Jean Valhardi by Eddy Paape
Jean Valhardi

His first large comics assigment was taking over the 'Valhardi' series from Jijé. Paape drew this detective series between 1946 and 1954 in Spirou, working with scenarists like Jean Doisy, Jean-Michel Charlier and Yvan Delporte. However Paape did a great job on this detective series, only a few of his stories have appeared in albums.

Winston Churchill, by Eddy Paape
Winston Churchill

Paape was affiliated with Georges Troisfontaines's World Press syndicate, and through this agency, he illustrated the first stories in the educational 'Les Belles Histoires de l'Oncle Paul' series. He also assisted Hubinon on 'Buck Danny' and 'Surcouf', and provided the illustrations for sections llike 'Le Coin des Petits Curieux', 'Le Coin des Dégourdis' and 'Questionnez, le Fureteur vous répondra'.

Luc Orient, by Eddy Paape
Luc Orient

Paape was additionally present in Risque-Tout with 'André Lefort' (scripts by Charlier) and he drew various stories for La Libre Belgique and Pistolin under the pseudonyms Mil Pat and Jo Legay. Together with Jean-Michel Charlier, Paape started his first personal series, 'Marc Dacier', in Spirou in 1958. At first he was still strongly influenced by Hubinon in his artwork, but along the way the acquired his own, personal style. In that same year, he made a comics biography of 'Winston Chuchill' with scriptwriter Octave Joly.

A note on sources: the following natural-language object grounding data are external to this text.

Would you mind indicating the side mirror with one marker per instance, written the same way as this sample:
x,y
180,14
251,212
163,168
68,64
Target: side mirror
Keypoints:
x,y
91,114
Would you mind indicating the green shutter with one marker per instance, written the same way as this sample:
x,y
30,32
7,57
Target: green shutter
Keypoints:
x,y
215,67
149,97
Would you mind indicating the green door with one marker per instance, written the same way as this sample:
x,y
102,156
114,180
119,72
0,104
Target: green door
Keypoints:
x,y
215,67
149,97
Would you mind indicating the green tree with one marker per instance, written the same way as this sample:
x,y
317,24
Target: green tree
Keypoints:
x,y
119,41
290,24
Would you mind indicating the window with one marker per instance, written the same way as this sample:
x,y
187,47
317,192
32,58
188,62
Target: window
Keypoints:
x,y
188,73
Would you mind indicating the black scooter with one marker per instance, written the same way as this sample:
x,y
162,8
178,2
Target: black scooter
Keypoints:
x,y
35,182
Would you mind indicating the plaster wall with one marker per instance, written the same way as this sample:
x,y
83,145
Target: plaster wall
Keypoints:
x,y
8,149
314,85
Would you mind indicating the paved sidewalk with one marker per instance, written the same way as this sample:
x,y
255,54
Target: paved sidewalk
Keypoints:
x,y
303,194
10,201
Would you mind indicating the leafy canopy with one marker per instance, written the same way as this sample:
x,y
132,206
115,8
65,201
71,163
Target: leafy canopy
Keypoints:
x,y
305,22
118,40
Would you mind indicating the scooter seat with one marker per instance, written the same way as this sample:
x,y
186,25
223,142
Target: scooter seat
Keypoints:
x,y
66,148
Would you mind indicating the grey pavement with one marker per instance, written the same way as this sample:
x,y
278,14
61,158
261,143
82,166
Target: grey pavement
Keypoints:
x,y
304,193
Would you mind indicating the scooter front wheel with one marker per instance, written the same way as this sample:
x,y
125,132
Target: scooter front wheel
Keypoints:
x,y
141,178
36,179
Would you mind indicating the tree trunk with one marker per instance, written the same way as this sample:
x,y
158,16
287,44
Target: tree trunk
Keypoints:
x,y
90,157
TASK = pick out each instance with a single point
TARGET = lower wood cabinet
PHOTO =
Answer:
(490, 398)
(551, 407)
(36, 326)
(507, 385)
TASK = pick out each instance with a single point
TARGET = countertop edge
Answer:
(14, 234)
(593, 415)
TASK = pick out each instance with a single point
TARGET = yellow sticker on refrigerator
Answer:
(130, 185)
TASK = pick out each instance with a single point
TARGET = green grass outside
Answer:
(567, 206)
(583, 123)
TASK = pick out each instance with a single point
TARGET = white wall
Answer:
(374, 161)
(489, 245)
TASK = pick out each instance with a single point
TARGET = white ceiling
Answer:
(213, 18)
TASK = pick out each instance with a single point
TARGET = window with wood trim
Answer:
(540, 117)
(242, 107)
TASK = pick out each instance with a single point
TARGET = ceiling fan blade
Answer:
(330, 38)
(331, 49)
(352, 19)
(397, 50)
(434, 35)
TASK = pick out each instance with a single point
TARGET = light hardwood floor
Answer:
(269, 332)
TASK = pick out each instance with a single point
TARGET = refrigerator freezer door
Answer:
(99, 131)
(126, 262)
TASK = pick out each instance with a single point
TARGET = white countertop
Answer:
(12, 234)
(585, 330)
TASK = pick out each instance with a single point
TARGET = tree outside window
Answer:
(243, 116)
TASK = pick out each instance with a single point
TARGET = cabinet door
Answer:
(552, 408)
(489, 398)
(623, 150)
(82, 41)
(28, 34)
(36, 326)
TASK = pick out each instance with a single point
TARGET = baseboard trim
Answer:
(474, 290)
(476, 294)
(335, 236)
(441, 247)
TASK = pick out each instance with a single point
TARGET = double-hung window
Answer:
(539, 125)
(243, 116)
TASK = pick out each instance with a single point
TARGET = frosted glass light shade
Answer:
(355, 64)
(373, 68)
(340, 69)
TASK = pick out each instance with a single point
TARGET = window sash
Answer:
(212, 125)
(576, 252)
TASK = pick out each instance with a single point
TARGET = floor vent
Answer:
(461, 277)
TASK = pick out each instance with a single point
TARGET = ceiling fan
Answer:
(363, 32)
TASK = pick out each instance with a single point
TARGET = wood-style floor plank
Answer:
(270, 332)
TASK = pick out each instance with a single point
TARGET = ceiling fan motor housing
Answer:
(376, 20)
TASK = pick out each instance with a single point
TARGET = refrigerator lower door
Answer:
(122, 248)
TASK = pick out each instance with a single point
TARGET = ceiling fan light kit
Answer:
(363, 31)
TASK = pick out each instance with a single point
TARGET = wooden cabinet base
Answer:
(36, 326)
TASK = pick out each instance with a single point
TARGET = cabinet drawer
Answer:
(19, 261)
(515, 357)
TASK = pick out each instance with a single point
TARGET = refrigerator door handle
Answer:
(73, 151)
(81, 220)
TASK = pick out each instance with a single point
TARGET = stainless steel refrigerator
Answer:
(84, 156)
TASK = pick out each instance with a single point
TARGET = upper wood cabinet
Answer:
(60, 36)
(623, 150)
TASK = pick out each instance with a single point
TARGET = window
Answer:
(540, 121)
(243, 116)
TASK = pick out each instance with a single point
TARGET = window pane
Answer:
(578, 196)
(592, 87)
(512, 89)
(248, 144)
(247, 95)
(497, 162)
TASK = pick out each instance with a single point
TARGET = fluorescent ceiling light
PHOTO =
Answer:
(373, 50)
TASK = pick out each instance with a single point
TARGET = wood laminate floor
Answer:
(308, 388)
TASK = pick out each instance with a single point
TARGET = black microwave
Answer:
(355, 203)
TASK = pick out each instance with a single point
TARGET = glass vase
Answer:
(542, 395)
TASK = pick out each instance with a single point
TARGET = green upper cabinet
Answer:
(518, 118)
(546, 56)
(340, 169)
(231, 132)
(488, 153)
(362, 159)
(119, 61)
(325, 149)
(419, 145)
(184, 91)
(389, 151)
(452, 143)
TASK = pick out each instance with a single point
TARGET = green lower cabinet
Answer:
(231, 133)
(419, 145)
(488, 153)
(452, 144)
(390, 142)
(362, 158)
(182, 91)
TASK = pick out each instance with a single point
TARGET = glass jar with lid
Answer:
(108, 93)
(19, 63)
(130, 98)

Jardin de la Peur, by Eddy Paape
Jardin de la Peur

While active for Spirou, Paape also worked for Record and Pilote on the side. In Record, he made 'Ned Tiger' with Charlier and 'Pathos de Sétungac' with Hubinon in the period 1962-65. In Pilote he produced various short stories and game pages, using the signatures Péli and Jo Legay.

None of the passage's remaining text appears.